The Chicago lawyer sued Southwest over unused drink coupons that Southwest allegedly failed to honor. Levitt's suit has landed in an out-of-court settlement worth between $29 million and $58 million, the ABA Journal reports.
Given that the unused drink coupons are valued at $5 apiece, as many as 12 million drinks have been awarded to Levitt and other plaintiffs in the class.
Levitt brought the lawsuit in 2010 claiming breach of contract, consumer fraud, and other claims. All the claims were eventually dropped except for the breach of contract claim.
The drink coupon vouchers had been given to passengers who paid extra for Southwest's Business Select seats, reports the Journal. The problem is that the vouchers apparently did not bear expiration dates; passengers kept their unused vouchers and tried to use them on different flights. They were denied.

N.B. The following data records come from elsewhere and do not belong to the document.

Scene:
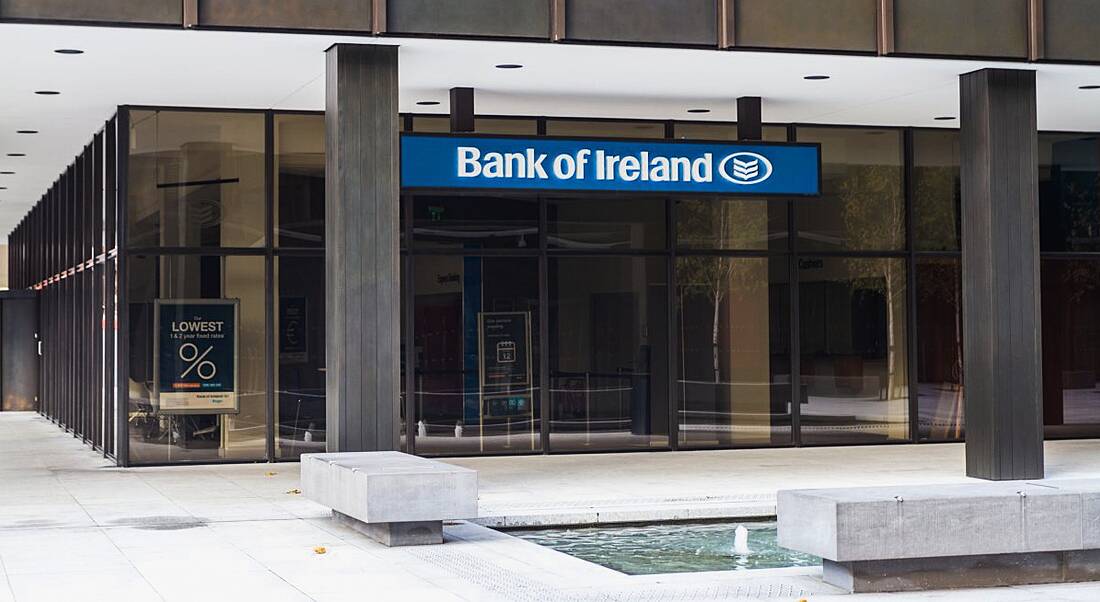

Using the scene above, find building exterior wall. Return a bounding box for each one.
[4,0,1100,64]
[8,105,1100,464]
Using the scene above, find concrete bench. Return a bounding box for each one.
[777,479,1100,593]
[301,451,477,546]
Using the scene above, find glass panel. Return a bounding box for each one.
[676,198,788,251]
[275,114,324,247]
[676,256,792,448]
[127,255,267,463]
[413,256,541,454]
[916,257,964,441]
[673,123,787,142]
[912,130,961,252]
[128,110,266,248]
[475,118,538,135]
[411,116,450,133]
[798,257,909,444]
[795,127,905,251]
[408,116,539,135]
[1041,260,1100,436]
[545,120,665,139]
[275,255,326,459]
[548,197,666,250]
[549,256,669,451]
[1039,134,1100,252]
[412,194,538,249]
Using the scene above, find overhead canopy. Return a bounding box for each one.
[1,22,1100,235]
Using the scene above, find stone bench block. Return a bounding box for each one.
[777,479,1100,592]
[301,451,477,546]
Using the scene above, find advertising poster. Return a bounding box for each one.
[477,311,532,418]
[279,297,309,364]
[154,300,240,414]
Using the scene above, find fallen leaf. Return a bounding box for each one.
[286,488,302,495]
[313,546,327,555]
[265,471,277,477]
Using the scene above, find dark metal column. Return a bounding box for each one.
[325,44,401,452]
[960,68,1043,480]
[736,97,762,141]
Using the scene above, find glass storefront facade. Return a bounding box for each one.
[17,106,1100,463]
[402,119,959,455]
[125,109,326,463]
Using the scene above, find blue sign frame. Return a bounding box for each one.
[401,133,821,197]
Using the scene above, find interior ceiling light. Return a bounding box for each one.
[416,101,441,106]
[34,90,60,95]
[803,75,830,80]
[934,116,957,121]
[16,130,38,134]
[687,108,711,114]
[495,63,524,69]
[1080,85,1100,90]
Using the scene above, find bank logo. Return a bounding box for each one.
[719,152,773,185]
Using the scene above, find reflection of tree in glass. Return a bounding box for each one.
[917,259,963,440]
[838,165,907,402]
[913,165,960,251]
[1057,171,1100,252]
[677,200,769,383]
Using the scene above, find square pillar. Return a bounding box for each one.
[325,44,401,452]
[960,68,1043,480]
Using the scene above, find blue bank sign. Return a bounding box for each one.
[401,134,820,196]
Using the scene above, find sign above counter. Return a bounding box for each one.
[401,134,821,197]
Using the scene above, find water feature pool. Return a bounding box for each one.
[508,521,819,576]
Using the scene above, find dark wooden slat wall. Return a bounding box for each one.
[960,69,1044,481]
[0,0,181,24]
[2,0,1100,64]
[734,0,877,52]
[325,44,401,452]
[565,0,717,45]
[388,0,548,38]
[198,0,372,32]
[893,0,1029,58]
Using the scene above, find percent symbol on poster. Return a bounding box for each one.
[179,343,217,380]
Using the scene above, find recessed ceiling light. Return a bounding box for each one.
[934,116,957,121]
[416,101,441,106]
[16,130,38,134]
[7,153,26,157]
[54,48,84,55]
[687,108,711,114]
[35,90,60,95]
[803,75,830,81]
[495,64,523,69]
[1080,85,1100,90]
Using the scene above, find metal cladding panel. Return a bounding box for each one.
[197,0,371,31]
[565,0,717,45]
[960,69,1043,481]
[325,44,401,452]
[0,0,181,24]
[1044,0,1100,62]
[735,0,877,52]
[894,0,1028,58]
[388,0,549,38]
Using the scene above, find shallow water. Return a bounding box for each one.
[509,521,820,576]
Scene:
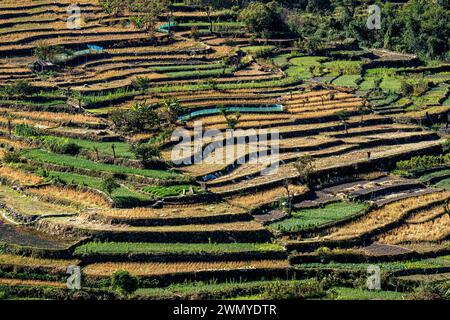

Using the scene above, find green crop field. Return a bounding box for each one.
[21,149,180,180]
[75,242,284,255]
[269,202,367,233]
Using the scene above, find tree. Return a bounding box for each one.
[4,80,36,98]
[99,0,169,33]
[131,0,169,32]
[334,110,350,134]
[294,154,314,185]
[111,270,138,295]
[188,0,219,33]
[130,142,161,167]
[219,106,241,130]
[34,42,65,62]
[238,1,280,34]
[358,100,370,123]
[98,0,125,16]
[160,98,183,123]
[132,77,151,94]
[283,179,294,217]
[101,177,120,195]
[110,103,161,133]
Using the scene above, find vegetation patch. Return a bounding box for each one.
[269,202,367,233]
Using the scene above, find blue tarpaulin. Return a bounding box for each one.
[178,104,284,121]
[87,45,104,53]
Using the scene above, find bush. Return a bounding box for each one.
[3,80,37,98]
[130,142,161,167]
[3,150,22,163]
[396,154,450,171]
[14,124,39,137]
[110,103,161,133]
[238,2,281,34]
[111,270,138,295]
[101,177,120,195]
[407,282,450,300]
[39,136,81,155]
[261,279,327,300]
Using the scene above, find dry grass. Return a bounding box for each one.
[0,278,66,288]
[95,202,246,220]
[227,184,308,208]
[0,254,78,269]
[28,185,110,208]
[0,108,104,125]
[378,213,450,244]
[83,260,289,276]
[325,191,450,241]
[0,165,43,185]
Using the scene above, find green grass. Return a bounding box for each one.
[412,85,449,107]
[417,169,450,183]
[41,136,134,159]
[0,99,65,107]
[74,242,284,255]
[444,96,450,106]
[240,45,276,55]
[380,77,403,94]
[165,67,234,78]
[285,56,330,79]
[358,78,376,91]
[434,178,450,190]
[37,170,149,201]
[290,56,328,67]
[21,149,180,180]
[332,287,405,300]
[296,255,450,272]
[148,63,223,72]
[142,184,201,197]
[269,202,367,233]
[133,279,312,299]
[322,60,363,75]
[332,75,360,87]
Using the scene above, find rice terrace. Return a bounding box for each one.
[0,0,448,303]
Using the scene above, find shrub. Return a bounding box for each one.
[14,124,39,137]
[396,154,450,171]
[261,279,327,300]
[111,270,138,295]
[110,103,161,133]
[39,136,81,155]
[132,77,151,93]
[101,177,120,195]
[407,282,450,300]
[3,150,21,163]
[3,80,37,98]
[238,1,281,34]
[130,142,161,167]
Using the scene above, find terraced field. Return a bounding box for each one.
[0,0,448,301]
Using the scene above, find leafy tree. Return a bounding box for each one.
[130,142,161,166]
[101,177,120,195]
[238,1,281,34]
[294,154,315,185]
[132,77,151,93]
[160,98,183,123]
[219,106,241,130]
[34,42,65,62]
[334,110,350,134]
[110,103,161,133]
[187,0,221,33]
[111,270,138,295]
[3,150,21,164]
[4,81,36,98]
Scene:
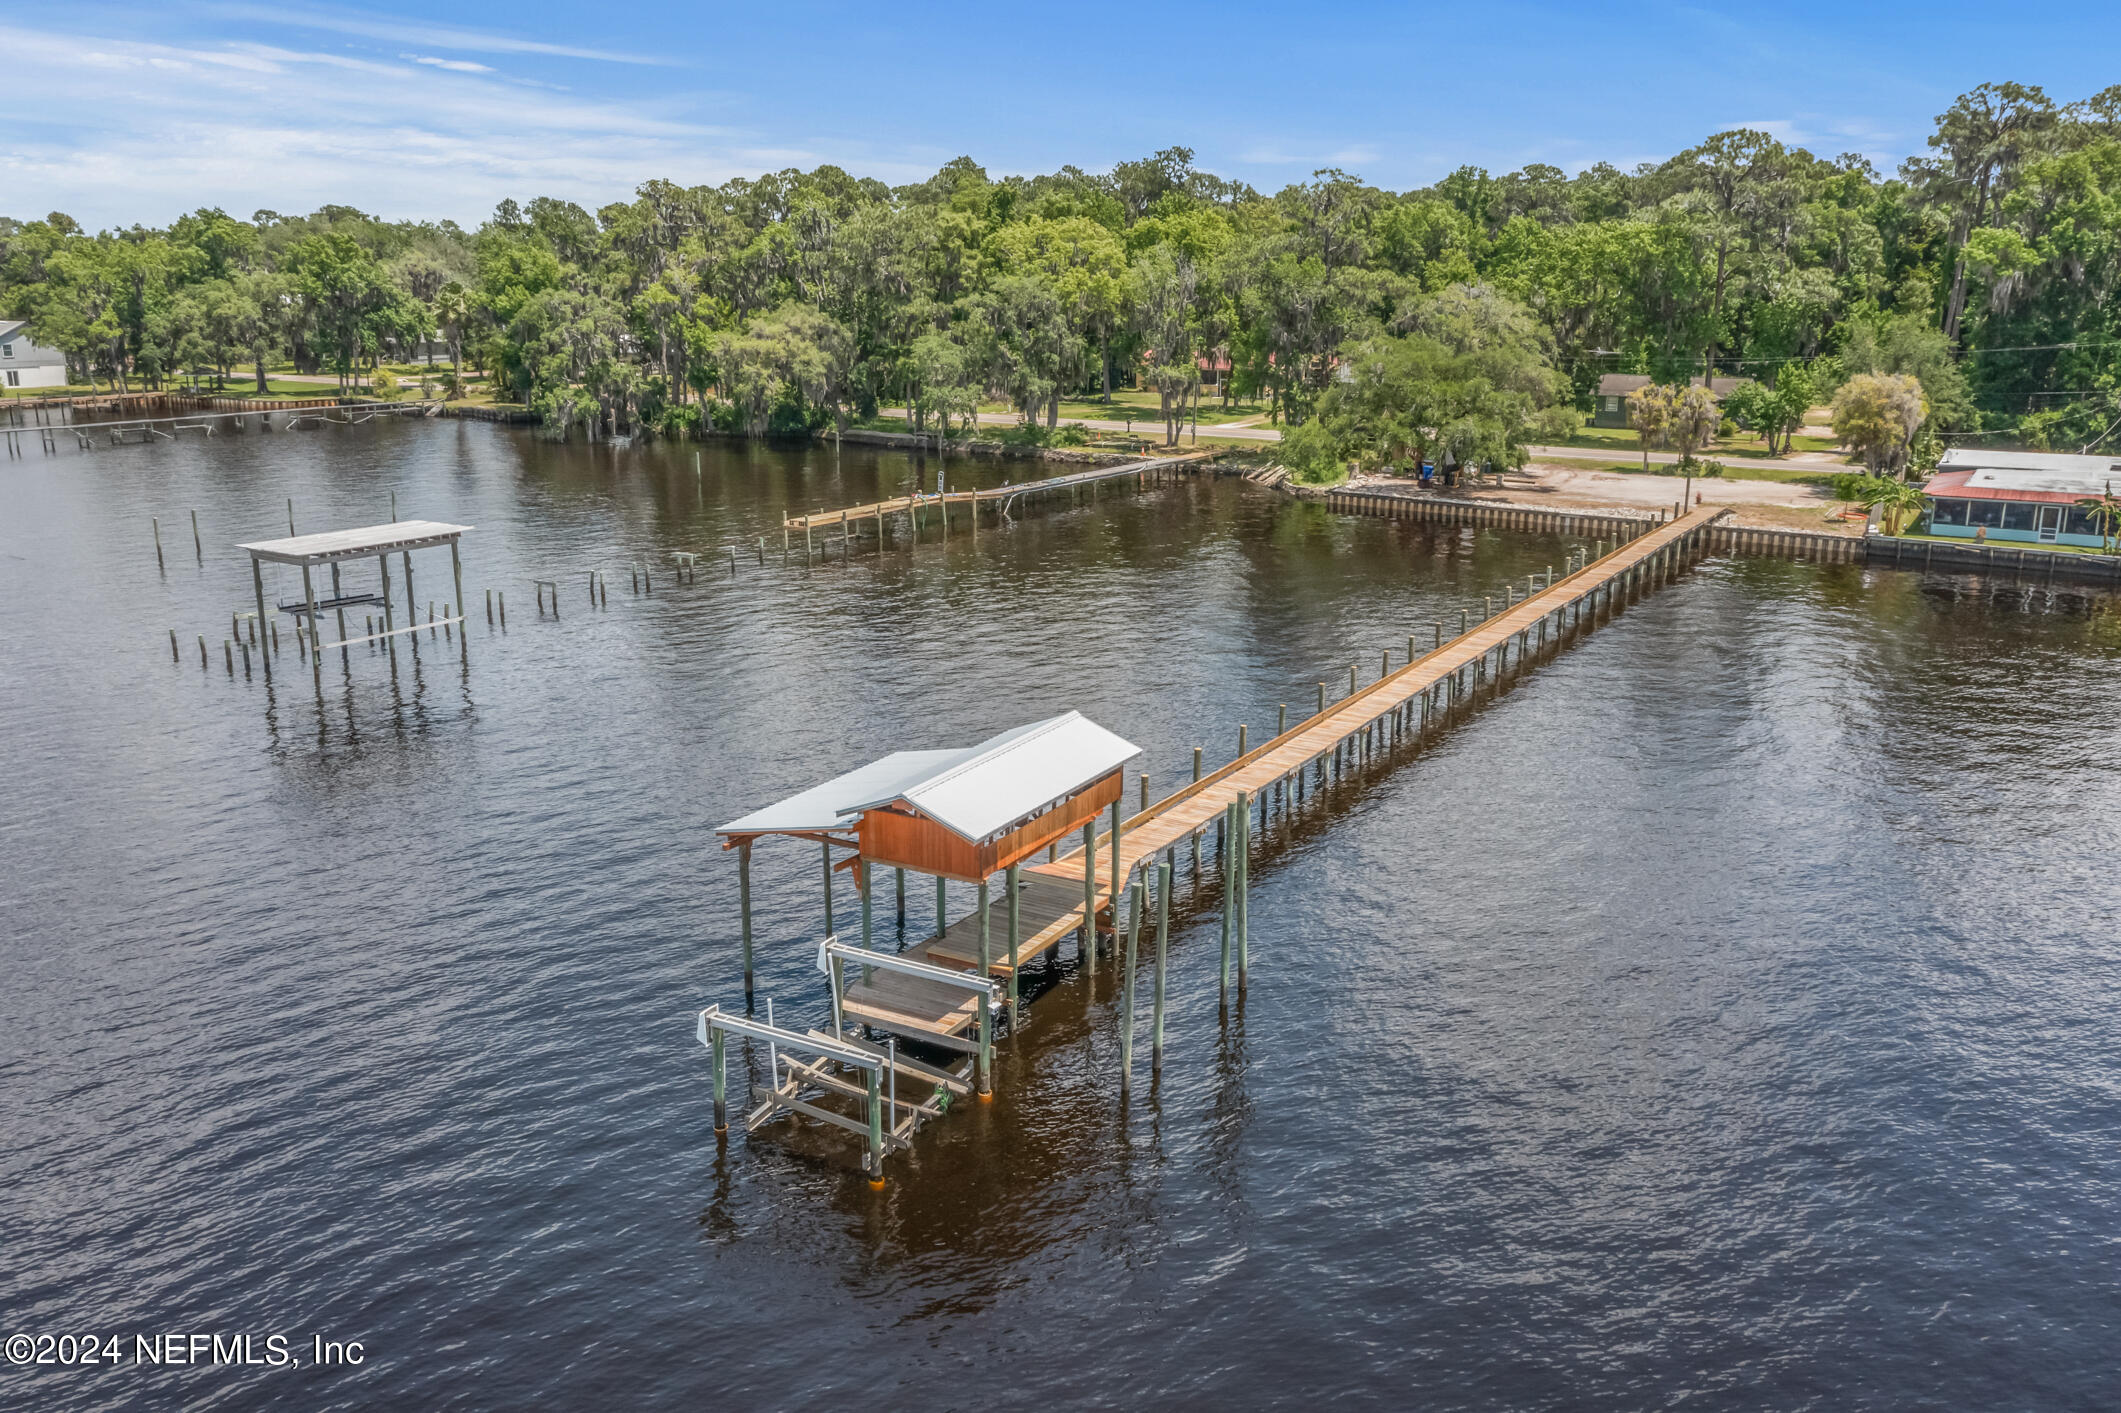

Southwest says the vouchers were meant to be used only when customers purchased a Business Select ticket, and were supposed to be used on that same flight, reports the Journal. In other words, they were not transferable and you could not keep them and save them for when you really needed a drink on another flight.
The problem was that it was not clear where this policy was printed, and Levitt didn't see why his coupon could not be used at a later time.
Southwest maintains that it could have won the lawsuit had it made its way through court. However, the airline's lawyers apparently felt that it was easier to simply settle the issue instead. The company may have considered things like bad publicity, the time sink of litigation, and attorney's fees in deciding to settle.